The Marinator said...

John, what a great story! Why don't you submit something to be published?

timpani76 said...

Ha! Mary, I told John this forever ago when he sent me this story. He's a writer, he just won't admit it ;)

Anonymous said...

Ha!

I am suprized that you remember that Timpani. BTW thanks for the compliments- purrr!

J

The Marinator said...

I never think of the details when I write somehing - like a branch smacking someone in th face, or the wind blowing right in the middle of my narrative. See? Those are story-tellers details.

Eyepoke said...

You know, I think my difficulty may be the opposite. I find myself coming upi with details easy enough, but I never can seem to find a plot to wrap them all around!
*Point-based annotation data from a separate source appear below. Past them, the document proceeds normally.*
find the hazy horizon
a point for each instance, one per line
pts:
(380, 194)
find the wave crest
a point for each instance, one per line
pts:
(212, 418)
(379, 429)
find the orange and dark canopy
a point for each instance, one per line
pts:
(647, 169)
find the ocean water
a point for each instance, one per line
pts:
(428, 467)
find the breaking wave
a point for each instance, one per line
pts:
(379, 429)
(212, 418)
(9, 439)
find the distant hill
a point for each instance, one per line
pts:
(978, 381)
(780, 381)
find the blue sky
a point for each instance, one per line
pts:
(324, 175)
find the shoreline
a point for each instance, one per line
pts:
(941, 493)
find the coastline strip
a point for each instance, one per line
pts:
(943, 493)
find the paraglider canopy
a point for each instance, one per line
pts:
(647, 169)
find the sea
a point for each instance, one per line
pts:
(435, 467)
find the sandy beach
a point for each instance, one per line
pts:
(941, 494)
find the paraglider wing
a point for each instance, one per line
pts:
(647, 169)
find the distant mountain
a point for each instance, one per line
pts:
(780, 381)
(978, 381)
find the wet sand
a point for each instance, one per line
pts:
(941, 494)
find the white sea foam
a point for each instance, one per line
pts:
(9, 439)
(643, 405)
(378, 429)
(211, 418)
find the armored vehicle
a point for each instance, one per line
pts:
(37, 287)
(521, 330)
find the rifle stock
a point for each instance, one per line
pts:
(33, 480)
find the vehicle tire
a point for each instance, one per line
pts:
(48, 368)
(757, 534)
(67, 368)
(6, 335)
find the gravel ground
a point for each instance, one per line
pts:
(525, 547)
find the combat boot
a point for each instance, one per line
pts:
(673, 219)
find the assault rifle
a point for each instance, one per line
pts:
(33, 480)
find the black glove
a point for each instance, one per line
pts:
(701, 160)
I actually really like the idea of writing stories... But it is alot of work. I know because I actuallt started a newer story here recently, hoping to have it done in time for Halloween... NOT even close as it turned out... Time consuming! I dont know how people who write books do it. This other thing is about 12 hand written pages and seems like it took forever. ANyhow. Late for work!